In a research project of mine I'm writing C++ code. However, the generated assembly is one of the crucial points of the project. C++ doesn't provide direct access to flag manipulating instructions, in particular, to ADC
but this shouldn't be a problem provided the compiler is smart enough to use it. Consider:
constexpr unsigned X = 0;
unsigned f1(unsigned a, unsigned b) {
b += a;
unsigned c = b < a;
return c + b + X;
}
Variable c
is a workaround to get my hands on the carry flag and add it to b
and X
. It looks I got luck and the (g++ -O3
, version 9.1) generated code is this:
f1(unsigned int, unsigned int):
add %edi,%esi
mov %esi,%eax
adc $0x0,%eax
retq
For all values of X
that I've tested the code is as above (except, of course for the immediate value $0x0
that changes accordingly). I found one exception though: when X == -1
(or 0xFFFFFFFFu
or ~0u
, ... it really doesn't matter how you spell it) the generated code is:
f1(unsigned int, unsigned int):
xor %eax,%eax
add %edi,%esi
setb %al
lea -0x1(%rsi,%rax,1),%eax
retq
This seems less efficient than the initial code as suggested by indirect measurements (not very scientific though) Am I right? If so, is this a "missing optimization opportunity" kind of bug that is worth reporting?
For what is worth, clang -O3
, version 8.8.0, always uses ADC
(as I wanted) and icc -O3
, version 19.0.1 never does.
I've tried using the intrinsic _addcarry_u32
but it didn't help.
unsigned f2(unsigned a, unsigned b) {
b += a;
unsigned char c = b < a;
_addcarry_u32(c, b, X, &b);
return b;
}
I reckon I might not be using _addcarry_u32
correctly (I couldn't find much info on it). What's the point of using it since it's up to me to provide the carry flag? (Again, introducing c
and praying for the compiler to understand the situation.)

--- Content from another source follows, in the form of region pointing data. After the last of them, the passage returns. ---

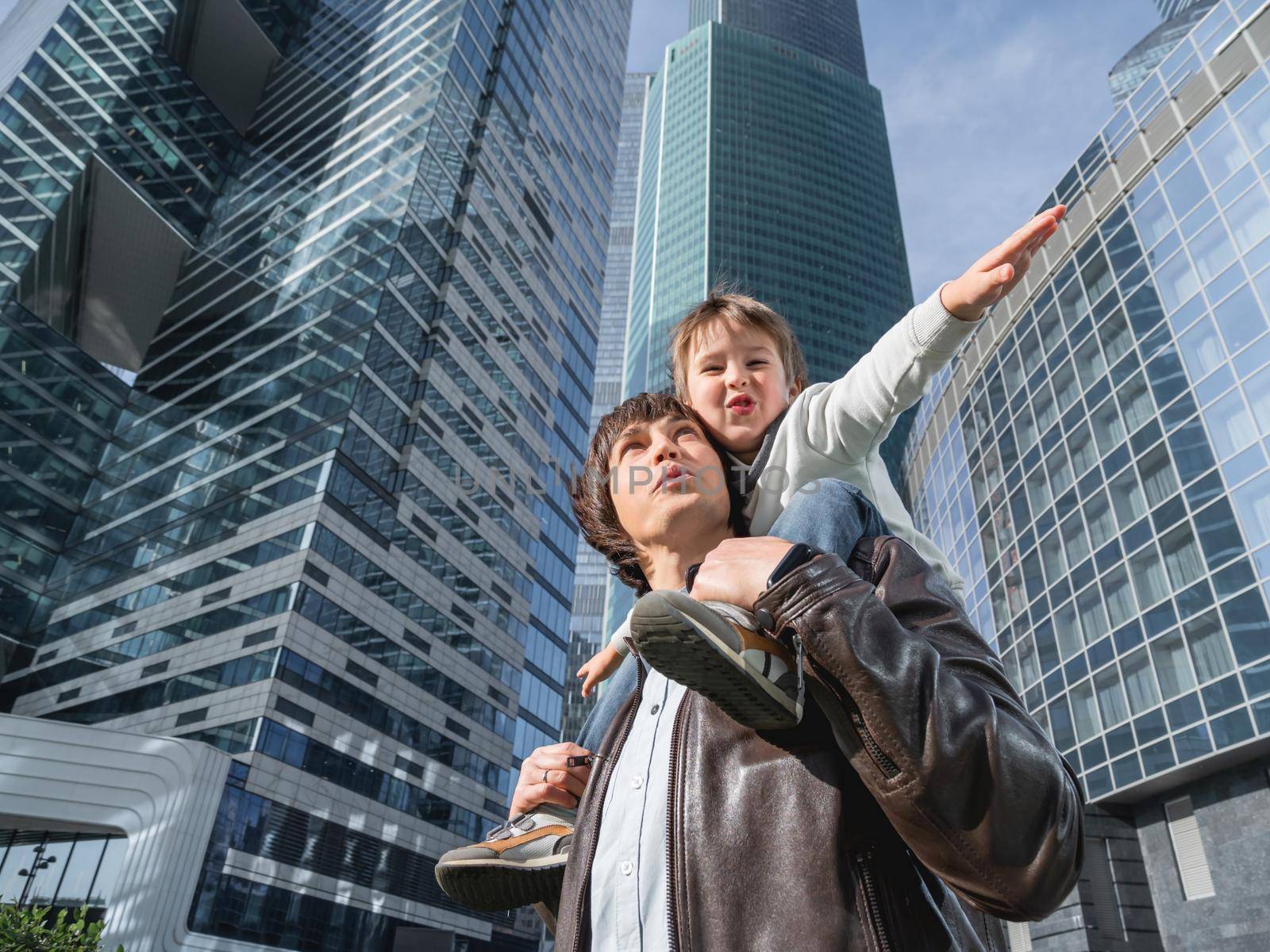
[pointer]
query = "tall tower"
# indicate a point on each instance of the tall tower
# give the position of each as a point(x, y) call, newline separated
point(1179, 17)
point(1095, 463)
point(829, 29)
point(766, 164)
point(587, 625)
point(294, 348)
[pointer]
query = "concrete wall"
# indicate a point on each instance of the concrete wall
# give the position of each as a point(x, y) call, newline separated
point(1233, 812)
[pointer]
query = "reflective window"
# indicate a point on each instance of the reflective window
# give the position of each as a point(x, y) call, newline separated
point(1138, 682)
point(1085, 711)
point(1172, 666)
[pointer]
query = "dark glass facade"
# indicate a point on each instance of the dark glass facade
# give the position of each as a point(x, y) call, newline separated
point(766, 167)
point(1147, 54)
point(1096, 463)
point(825, 29)
point(321, 522)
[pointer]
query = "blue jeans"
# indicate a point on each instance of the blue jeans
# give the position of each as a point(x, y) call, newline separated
point(832, 518)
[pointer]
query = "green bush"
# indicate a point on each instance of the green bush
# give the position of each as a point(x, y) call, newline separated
point(33, 931)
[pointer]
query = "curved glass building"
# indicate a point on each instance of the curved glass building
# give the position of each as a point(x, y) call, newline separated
point(1096, 463)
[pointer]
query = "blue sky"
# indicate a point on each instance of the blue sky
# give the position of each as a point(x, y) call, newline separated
point(988, 103)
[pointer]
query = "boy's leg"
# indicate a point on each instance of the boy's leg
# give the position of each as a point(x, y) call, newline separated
point(522, 861)
point(832, 517)
point(613, 696)
point(751, 677)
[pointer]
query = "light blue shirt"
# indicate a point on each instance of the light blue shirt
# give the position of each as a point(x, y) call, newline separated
point(629, 884)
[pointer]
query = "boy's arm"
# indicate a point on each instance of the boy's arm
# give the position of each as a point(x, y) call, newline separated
point(854, 416)
point(924, 711)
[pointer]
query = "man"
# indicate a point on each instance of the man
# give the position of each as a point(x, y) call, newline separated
point(914, 766)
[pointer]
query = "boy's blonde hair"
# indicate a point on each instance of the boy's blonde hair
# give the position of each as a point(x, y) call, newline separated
point(746, 313)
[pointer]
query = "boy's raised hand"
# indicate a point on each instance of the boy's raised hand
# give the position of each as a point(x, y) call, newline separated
point(995, 276)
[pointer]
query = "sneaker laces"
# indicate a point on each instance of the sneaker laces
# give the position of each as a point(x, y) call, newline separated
point(734, 613)
point(521, 823)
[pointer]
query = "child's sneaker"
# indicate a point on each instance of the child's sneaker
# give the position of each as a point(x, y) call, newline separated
point(717, 651)
point(518, 865)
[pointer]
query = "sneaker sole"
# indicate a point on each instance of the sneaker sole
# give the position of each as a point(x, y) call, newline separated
point(495, 885)
point(686, 651)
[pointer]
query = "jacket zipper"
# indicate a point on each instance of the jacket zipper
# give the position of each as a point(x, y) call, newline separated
point(857, 720)
point(671, 838)
point(874, 907)
point(610, 765)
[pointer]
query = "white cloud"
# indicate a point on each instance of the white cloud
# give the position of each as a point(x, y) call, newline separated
point(987, 106)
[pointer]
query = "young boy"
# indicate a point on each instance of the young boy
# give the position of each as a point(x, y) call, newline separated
point(738, 366)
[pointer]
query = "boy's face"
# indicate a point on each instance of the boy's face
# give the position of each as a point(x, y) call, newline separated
point(737, 384)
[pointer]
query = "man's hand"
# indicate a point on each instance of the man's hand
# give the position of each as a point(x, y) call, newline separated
point(737, 570)
point(995, 274)
point(563, 785)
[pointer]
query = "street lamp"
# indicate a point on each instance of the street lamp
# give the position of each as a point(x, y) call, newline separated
point(41, 863)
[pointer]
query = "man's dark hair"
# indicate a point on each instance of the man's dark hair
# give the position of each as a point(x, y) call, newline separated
point(592, 490)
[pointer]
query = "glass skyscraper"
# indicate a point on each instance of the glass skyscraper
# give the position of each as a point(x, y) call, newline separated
point(587, 631)
point(766, 164)
point(1098, 463)
point(295, 348)
point(1179, 18)
point(831, 31)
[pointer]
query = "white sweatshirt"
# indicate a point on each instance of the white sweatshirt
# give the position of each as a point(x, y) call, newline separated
point(835, 431)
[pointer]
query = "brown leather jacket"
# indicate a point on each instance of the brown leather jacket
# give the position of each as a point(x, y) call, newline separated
point(918, 767)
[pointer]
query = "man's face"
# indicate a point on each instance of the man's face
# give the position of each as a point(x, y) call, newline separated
point(666, 480)
point(738, 385)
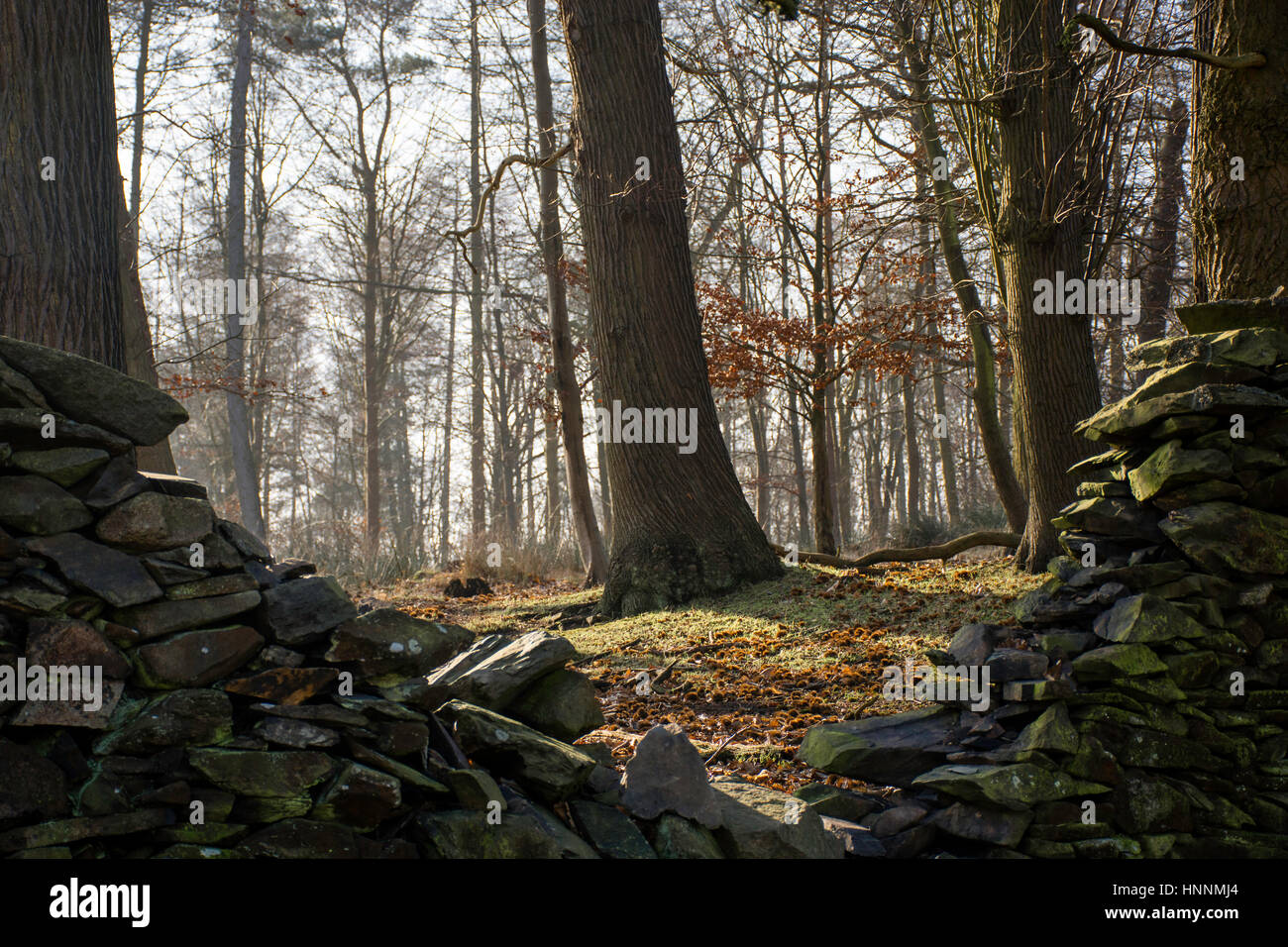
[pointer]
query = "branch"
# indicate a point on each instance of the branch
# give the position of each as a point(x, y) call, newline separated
point(492, 188)
point(1222, 62)
point(944, 551)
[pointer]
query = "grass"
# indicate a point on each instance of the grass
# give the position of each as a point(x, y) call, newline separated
point(751, 671)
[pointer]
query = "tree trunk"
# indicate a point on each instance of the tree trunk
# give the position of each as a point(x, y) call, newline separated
point(589, 539)
point(478, 487)
point(1240, 244)
point(59, 264)
point(1055, 373)
point(239, 416)
point(1155, 291)
point(683, 525)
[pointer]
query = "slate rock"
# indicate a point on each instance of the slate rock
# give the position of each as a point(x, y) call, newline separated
point(887, 750)
point(609, 830)
point(550, 768)
point(679, 838)
point(194, 659)
point(668, 775)
point(162, 617)
point(154, 522)
point(304, 609)
point(271, 774)
point(562, 703)
point(63, 466)
point(389, 646)
point(35, 505)
point(758, 822)
point(114, 577)
point(95, 393)
point(178, 719)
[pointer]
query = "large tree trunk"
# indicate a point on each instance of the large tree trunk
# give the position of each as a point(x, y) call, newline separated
point(239, 416)
point(1155, 291)
point(59, 263)
point(1055, 372)
point(683, 526)
point(983, 356)
point(478, 491)
point(1240, 241)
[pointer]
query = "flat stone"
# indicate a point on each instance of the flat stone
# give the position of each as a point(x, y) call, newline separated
point(162, 617)
point(978, 823)
point(154, 522)
point(35, 505)
point(284, 684)
point(95, 393)
point(668, 775)
point(389, 646)
point(609, 830)
point(300, 838)
point(213, 585)
point(1145, 618)
point(64, 831)
point(758, 822)
point(1229, 538)
point(114, 577)
point(31, 788)
point(553, 770)
point(273, 774)
point(885, 750)
point(181, 718)
point(679, 838)
point(303, 609)
point(359, 796)
point(63, 466)
point(1016, 788)
point(459, 834)
point(502, 673)
point(562, 703)
point(196, 659)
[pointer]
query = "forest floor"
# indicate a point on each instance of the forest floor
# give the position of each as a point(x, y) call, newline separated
point(748, 673)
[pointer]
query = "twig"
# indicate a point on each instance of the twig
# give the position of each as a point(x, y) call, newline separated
point(720, 749)
point(1222, 62)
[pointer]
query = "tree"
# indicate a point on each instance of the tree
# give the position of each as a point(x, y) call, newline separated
point(59, 254)
point(683, 526)
point(239, 415)
point(557, 307)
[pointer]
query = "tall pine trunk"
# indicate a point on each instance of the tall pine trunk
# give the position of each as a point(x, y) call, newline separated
point(683, 526)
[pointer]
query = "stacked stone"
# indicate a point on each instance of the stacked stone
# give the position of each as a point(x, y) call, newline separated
point(250, 709)
point(1141, 706)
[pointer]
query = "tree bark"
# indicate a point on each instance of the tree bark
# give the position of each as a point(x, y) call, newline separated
point(1055, 371)
point(239, 416)
point(59, 257)
point(683, 525)
point(1240, 243)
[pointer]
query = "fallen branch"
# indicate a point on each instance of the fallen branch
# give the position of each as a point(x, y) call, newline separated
point(1109, 37)
point(945, 551)
point(481, 211)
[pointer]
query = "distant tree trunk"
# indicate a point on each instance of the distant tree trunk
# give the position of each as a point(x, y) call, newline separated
point(683, 526)
point(1239, 176)
point(478, 487)
point(1055, 371)
point(983, 356)
point(446, 486)
point(1155, 291)
point(239, 416)
point(589, 539)
point(59, 256)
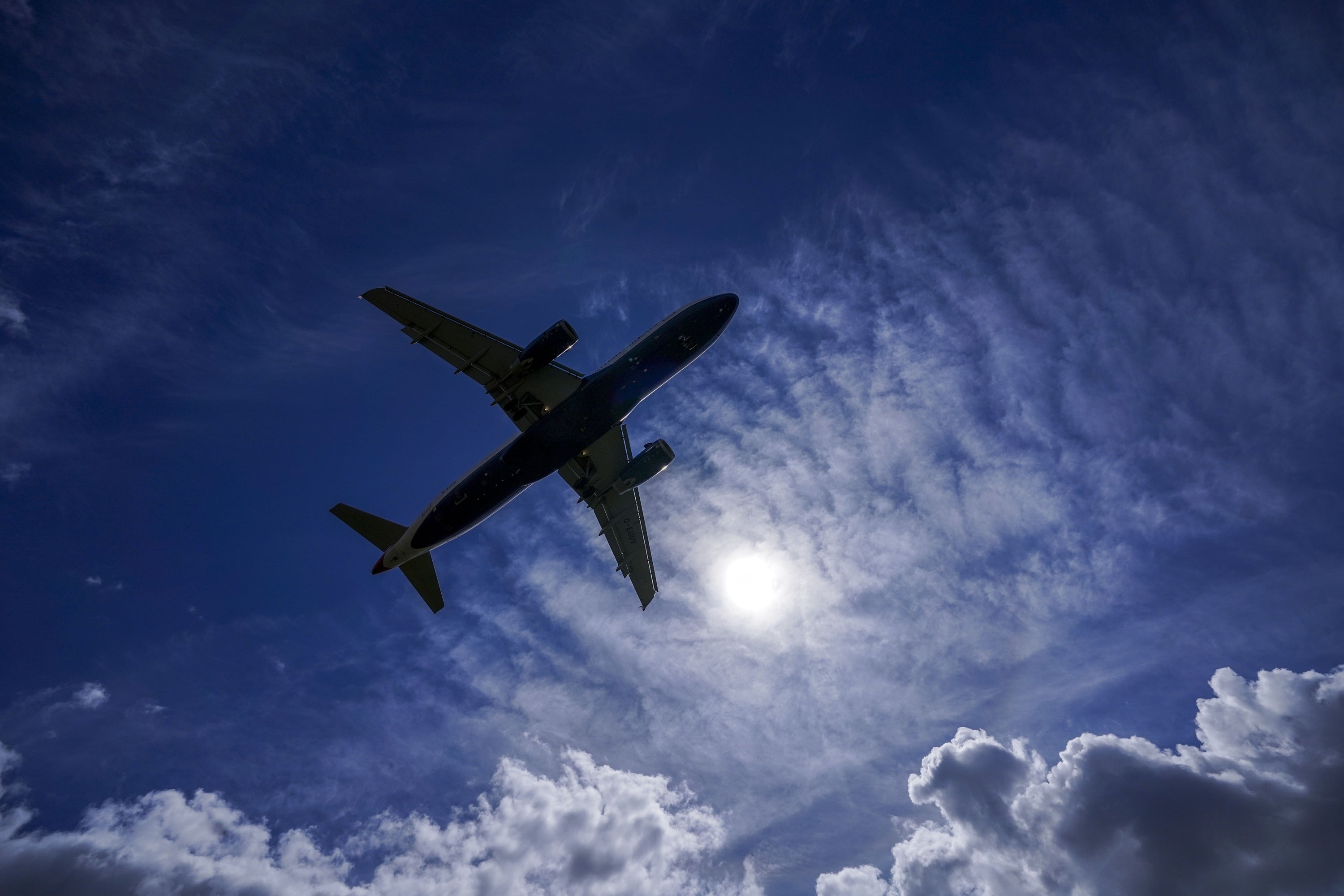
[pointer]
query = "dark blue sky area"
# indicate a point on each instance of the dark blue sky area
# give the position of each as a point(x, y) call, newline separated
point(1030, 416)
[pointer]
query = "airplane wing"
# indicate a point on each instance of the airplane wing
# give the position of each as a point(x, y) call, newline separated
point(621, 516)
point(480, 355)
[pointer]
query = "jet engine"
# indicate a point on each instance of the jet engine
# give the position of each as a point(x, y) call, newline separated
point(650, 462)
point(547, 347)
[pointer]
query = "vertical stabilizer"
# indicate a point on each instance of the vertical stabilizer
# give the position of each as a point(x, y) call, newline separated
point(420, 571)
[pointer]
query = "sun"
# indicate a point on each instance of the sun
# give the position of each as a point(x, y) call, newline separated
point(750, 583)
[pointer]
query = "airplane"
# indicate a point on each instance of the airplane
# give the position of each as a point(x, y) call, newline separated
point(570, 424)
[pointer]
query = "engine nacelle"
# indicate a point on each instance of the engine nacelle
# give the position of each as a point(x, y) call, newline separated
point(650, 462)
point(547, 347)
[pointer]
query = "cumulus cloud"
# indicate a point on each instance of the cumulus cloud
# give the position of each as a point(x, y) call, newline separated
point(90, 695)
point(1254, 809)
point(592, 829)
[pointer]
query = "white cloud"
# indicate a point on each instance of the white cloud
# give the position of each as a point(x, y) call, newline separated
point(13, 320)
point(1254, 809)
point(956, 433)
point(14, 470)
point(590, 831)
point(90, 695)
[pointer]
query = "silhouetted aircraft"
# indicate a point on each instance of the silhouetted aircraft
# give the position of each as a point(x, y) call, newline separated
point(570, 425)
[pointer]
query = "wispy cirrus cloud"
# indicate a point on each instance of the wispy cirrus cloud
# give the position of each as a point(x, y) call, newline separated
point(956, 435)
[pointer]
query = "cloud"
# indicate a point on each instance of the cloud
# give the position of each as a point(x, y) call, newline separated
point(1254, 809)
point(956, 433)
point(13, 320)
point(14, 470)
point(90, 696)
point(17, 10)
point(592, 831)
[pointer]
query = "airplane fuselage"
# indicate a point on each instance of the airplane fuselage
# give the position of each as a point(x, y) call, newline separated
point(603, 401)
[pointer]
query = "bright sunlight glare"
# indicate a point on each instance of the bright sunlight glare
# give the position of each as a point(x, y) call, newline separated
point(750, 583)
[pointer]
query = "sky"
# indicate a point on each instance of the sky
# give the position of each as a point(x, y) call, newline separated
point(1026, 437)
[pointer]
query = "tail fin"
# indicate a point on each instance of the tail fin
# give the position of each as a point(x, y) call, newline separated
point(382, 534)
point(420, 571)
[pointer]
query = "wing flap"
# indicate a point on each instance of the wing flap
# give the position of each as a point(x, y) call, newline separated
point(483, 357)
point(620, 516)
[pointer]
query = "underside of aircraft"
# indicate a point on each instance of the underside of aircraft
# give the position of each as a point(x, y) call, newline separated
point(569, 424)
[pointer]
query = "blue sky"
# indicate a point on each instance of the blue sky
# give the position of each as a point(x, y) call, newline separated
point(1030, 416)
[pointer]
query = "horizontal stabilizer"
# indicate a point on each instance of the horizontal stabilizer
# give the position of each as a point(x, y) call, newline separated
point(382, 534)
point(420, 571)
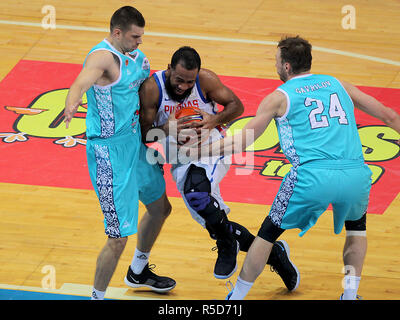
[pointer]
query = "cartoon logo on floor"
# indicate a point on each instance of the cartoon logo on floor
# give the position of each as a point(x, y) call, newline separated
point(44, 118)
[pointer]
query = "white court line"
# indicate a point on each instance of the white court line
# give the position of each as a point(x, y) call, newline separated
point(208, 38)
point(79, 290)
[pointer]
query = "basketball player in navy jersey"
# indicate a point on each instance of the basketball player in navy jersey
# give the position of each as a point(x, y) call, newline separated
point(184, 84)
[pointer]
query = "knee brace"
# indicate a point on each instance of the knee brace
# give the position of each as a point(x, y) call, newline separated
point(197, 189)
point(357, 227)
point(269, 231)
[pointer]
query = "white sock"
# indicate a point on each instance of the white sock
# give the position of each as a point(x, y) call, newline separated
point(98, 295)
point(139, 261)
point(241, 289)
point(350, 285)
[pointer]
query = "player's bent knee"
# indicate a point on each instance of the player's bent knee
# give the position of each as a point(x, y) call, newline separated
point(269, 231)
point(357, 227)
point(117, 244)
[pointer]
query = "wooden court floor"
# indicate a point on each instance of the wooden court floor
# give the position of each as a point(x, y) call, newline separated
point(62, 228)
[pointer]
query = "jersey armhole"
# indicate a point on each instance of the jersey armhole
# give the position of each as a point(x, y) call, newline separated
point(287, 105)
point(120, 68)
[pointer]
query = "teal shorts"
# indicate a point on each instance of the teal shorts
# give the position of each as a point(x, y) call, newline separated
point(307, 191)
point(121, 177)
point(112, 166)
point(150, 176)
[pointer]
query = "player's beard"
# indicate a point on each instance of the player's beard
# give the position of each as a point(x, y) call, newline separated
point(172, 94)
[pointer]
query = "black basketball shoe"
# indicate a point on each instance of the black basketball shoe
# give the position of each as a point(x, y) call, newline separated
point(280, 263)
point(149, 279)
point(226, 263)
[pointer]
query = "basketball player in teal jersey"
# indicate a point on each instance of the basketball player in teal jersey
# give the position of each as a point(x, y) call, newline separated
point(185, 83)
point(318, 134)
point(112, 74)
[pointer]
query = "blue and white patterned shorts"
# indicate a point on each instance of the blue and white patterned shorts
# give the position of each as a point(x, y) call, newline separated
point(308, 190)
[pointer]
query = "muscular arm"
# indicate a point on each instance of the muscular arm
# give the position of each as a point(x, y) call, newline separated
point(97, 66)
point(215, 90)
point(373, 107)
point(149, 96)
point(273, 105)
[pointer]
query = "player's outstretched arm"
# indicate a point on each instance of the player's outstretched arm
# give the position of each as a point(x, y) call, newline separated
point(273, 105)
point(216, 91)
point(96, 65)
point(373, 107)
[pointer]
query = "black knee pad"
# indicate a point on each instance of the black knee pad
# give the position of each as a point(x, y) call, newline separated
point(269, 231)
point(196, 180)
point(357, 225)
point(197, 189)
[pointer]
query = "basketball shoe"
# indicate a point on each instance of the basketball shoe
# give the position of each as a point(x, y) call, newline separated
point(149, 279)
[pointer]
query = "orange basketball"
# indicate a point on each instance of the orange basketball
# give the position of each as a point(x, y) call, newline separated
point(193, 114)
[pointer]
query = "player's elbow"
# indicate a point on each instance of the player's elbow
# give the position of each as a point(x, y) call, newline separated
point(390, 117)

I might, actually, be using it correctly. For X == 0
I'm happy:
f2(unsigned int, unsigned int):
add %esi,%edi
mov %edi,%eax
adc $0x0,%eax
retq
For X == -1
I'm unhappy :-(
f2(unsigned int, unsigned int):
add %esi,%edi
mov $0xffffffff,%eax
setb %dl
add $0xff,%dl
adc %edi,%eax
retq
I do get the ADC
but this is clearly not the most efficient code. (What's dl
doing there? Two instructions to read the carry flag and restore it? Really? I hope I'm very wrong!)